2026年元旦、VRChatが異例の同時アクセス数の記録更新を発表した。
Metaのメタバース部門縮小を受け「メタバース終わった」論が語られているが、実体人口はどう推移しているのだろうか? そのうち、日本人が占める割合はどの程度だろうか? そこで一体どのような経済活動が行われているのだろうか?
本記事では、VRChatのヘビーユーザーであり、著書『メタバース進化論』(技術評論社)で「ITエンジニア本大賞」(翔泳社)を受賞、また、2025年にForbes JAPAN「NEXT100:世界を救う希望」に選出されたバーチャル美少女ねむが、各種統計データを元に、2026年現在の最新状況を解説する。
※本記事はバーチャル美少女ねむ氏のnote記事から、筆者の許可を得て転載しています。
1. 2026年元旦、VRChat公式が"異例"の記録更新を発表!同時アクセス14.9万人で「前年比9%」成長
2026年元旦、VRChatのコミュニティ責任者・tupper氏が、同時アクセス数が「14万8886人」の新記録を達成したことをXで発表した。VRChatでは全世界のユーザーが集まる年末年始に新記録を更新することが毎年恒例となっているのだが、公式から当日に発表があるのは異例のことだ。

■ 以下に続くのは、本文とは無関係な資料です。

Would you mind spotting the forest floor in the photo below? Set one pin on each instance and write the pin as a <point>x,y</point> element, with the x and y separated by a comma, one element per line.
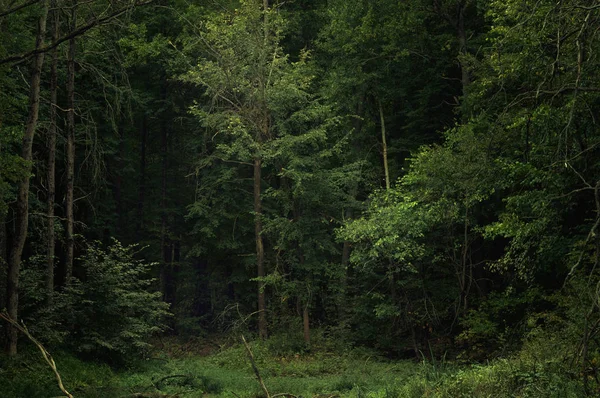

VRChatの歴史を後世に残すためにスウェーデンのユーザーFoorack(風楽)氏がVRChat公式のAPI情報を保存している「VRChat API Metrics」プロジェクトのグラフを確認したところ、VRChatの同時アクセス数は2026年1月1日元日の14:55(日本時間)に公式発表とほぼ同じ14万8875人に達していた。昨年2025年元旦の記録は「13万6567人」だったので、「前年比約9%」の成長となる。
なお、図中オレンジ色はゲーミングPCを利用しているSteam版(PCVR、デスクトップ)のみのアクセス数で、こちらは15:05時点で全体の約半数の「7万3791人」に達しており、こちらも新記録である。
筆者自身も元旦にはVRChat内の神社に参拝した。ふだん時間が合わずなかなか会えない友人達とも改めて挨拶ができた。元旦は世界中のユーザーが集まり、様々な活動を繰り広げる仮想世界の住人が一堂に会する瞬間なのである。